From the Guidelines
Birt-Hogg-Dubé syndrome is a rare genetic disorder caused by mutations in the FLCN gene, characterized by skin lesions, bilateral and multifocal renal tumors, and multiple bilateral lung cysts often associated with spontaneous pneumothorax. This condition primarily affects the skin, lungs, and kidneys, with symptoms typically developing in adulthood 1. The key features of Birt-Hogg-Dubé syndrome include:
- Classic skin lesions such as fibrofolliculomas, perifollicular fibromas, trichodiscomas or angiofibromas, and acrochordons
- Bilateral and multifocal renal tumors, including chromophobe clear cell renal carcinoma, renal oncocytoma, oncocytic hybrid tumor, and less often, clear cell renal carcinoma
- Multiple bilateral lung cysts often associated with spontaneous pneumothorax, as reported in the study published in Genetics in Medicine in 2015 1
Management of Birt-Hogg-Dubé syndrome includes regular skin examinations, lung imaging to monitor for cysts, and kidney surveillance with MRI or CT scans every 1-3 years beginning at age 20, as well as genetic counseling for family members 1. It is essential to prioritize these measures to minimize morbidity, mortality, and improve quality of life for individuals with this condition. Regular monitoring and early detection of potential complications are crucial in managing Birt-Hogg-Dubé syndrome, and the guidelines provided by the American College of Medical Genetics and Genomics and the National Society of Genetic Counselors should be followed 1.
From the Research
Definition and Characteristics of Birt-Hogg-Dubé Syndrome
- Birt-Hogg-Dubé syndrome (BHD) is a rare inherited autosomal dominant disorder caused by germline mutations in the tumor suppressor gene FLCN, encoding the protein folliculin 2.

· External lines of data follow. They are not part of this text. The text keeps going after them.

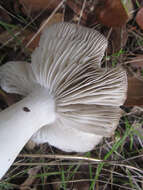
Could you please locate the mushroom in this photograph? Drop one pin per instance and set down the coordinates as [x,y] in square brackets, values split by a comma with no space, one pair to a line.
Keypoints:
[69,100]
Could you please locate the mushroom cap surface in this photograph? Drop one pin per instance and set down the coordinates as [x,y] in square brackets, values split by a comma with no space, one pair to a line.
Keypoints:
[88,98]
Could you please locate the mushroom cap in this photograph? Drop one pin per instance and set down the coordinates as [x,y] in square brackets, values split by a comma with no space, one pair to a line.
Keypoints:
[87,97]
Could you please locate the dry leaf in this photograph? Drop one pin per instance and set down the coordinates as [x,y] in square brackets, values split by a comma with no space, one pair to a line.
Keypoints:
[55,19]
[137,61]
[135,92]
[31,179]
[117,39]
[113,13]
[37,5]
[139,18]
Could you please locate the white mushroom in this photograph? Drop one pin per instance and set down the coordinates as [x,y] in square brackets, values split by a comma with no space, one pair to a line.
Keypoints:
[70,102]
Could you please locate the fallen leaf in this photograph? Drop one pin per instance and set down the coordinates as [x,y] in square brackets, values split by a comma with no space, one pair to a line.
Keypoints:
[117,39]
[135,92]
[114,13]
[31,178]
[37,5]
[139,18]
[137,61]
[34,43]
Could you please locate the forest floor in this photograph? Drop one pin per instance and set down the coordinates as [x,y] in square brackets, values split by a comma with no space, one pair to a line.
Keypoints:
[117,162]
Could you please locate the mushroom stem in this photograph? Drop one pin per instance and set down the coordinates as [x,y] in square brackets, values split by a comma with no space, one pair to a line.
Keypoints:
[20,121]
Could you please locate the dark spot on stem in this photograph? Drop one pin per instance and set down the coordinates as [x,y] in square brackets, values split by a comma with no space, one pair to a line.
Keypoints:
[26,109]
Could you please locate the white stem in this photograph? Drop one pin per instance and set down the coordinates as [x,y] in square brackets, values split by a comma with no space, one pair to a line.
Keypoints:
[20,121]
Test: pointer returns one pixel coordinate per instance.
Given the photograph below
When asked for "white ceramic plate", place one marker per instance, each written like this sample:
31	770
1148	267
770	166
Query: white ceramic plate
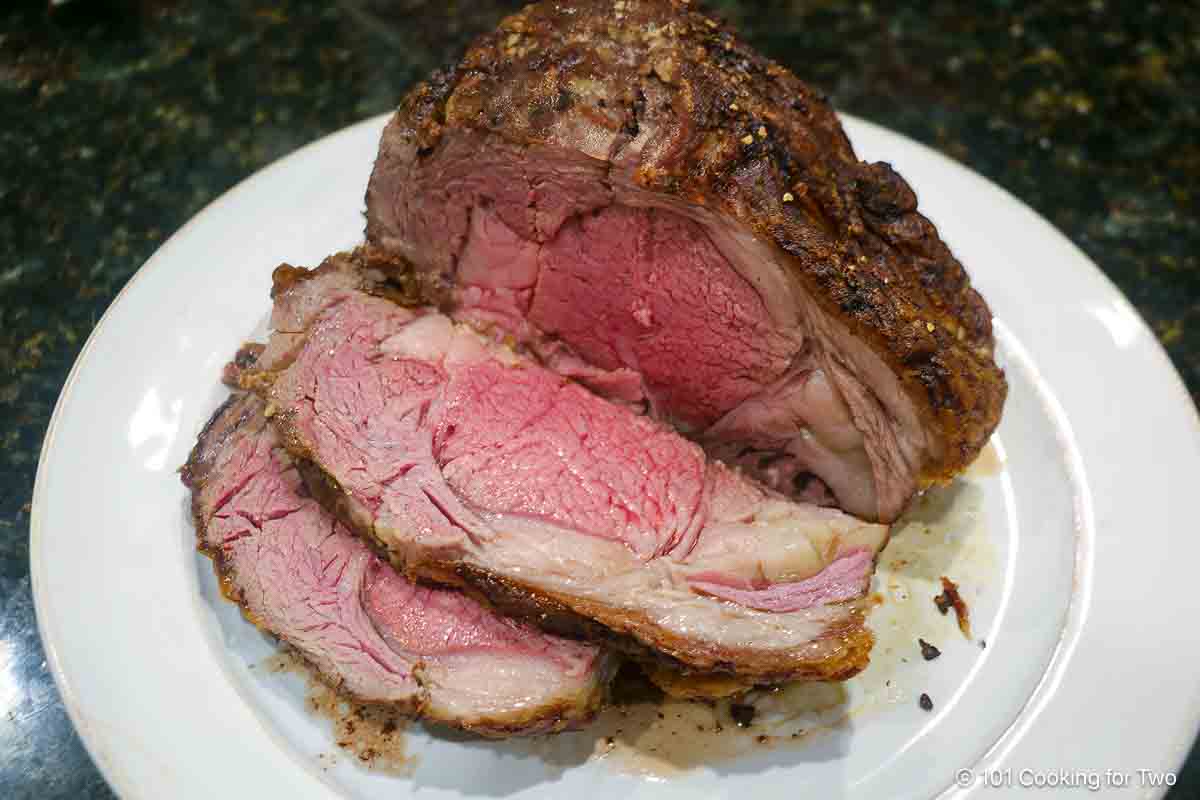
1090	619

- The clinical manifestations of BHD include multiple pulmonary cysts, recurrent spontaneous pneumothoraces, cutaneous fibrofolliculomas, and renal tumors of various histological types 2, 3.
- BHD has no sex predilection and tends to manifest in the third or fourth decade of life 2.
Clinical Features and Diagnosis
- Multiple bilateral pulmonary cysts are found on chest computed tomography in >80% of patients, and more than half experience one or more episodes of pneumothorax 2.
- A family history of pneumothorax is an important clue that suggests the diagnosis of BHD 2.
- The diagnosis of BHD is based on a combination of genetic, clinical, and/or skin histopathological criteria 2, 3.
- Lung histopathological biopsy is not recommended as the first choice for patients with suspected BHD syndrome based on clinical and pulmonary imaging manifestations 3.
Management and Treatment
- Management mainly consists of early pleurodesis in the case of pneumothorax, periodic renal imaging for tumor detection, and diagnostic work-up in search of BHD in relatives of the index patient 2.
- Patients with BHD syndrome should avoid smoking and are recommended to be vaccinated with influenza, pneumococcal, and SARS-Cov-2 vaccines to prevent infections 3.
- Air travel is not recommended for patients with BHD syndrome who have experienced pneumothorax until it has been recovered 3.
- Observation or topical treatment may be chosen for patients with BHD syndrome complicated by fibrofolliculoma or trichodiscoma 3.
Genetic Aspects and Family Management
- The folliculin (FLCN) gene is currently the only affirmative causative gene for Birt-Hogg-Dubé (BHD) syndrome, and pedigree analysis of genetic testing of family members' samples can assist in the rapid identification of causative gene variants 3.
- Family members of patients with BHD syndrome should receive health education, and FLCN gene testing is recommended for asymptomatic adults to rule out BHD syndrome in a timely manner 3.
- Couples with BHD syndrome are advised to undergo prenatal genetic counseling when preparing for pregnancy, to work with a prenatal diagnostician to assess genetic risk, and to discuss the feasibility of prenatal diagnosis during pregnancy 3.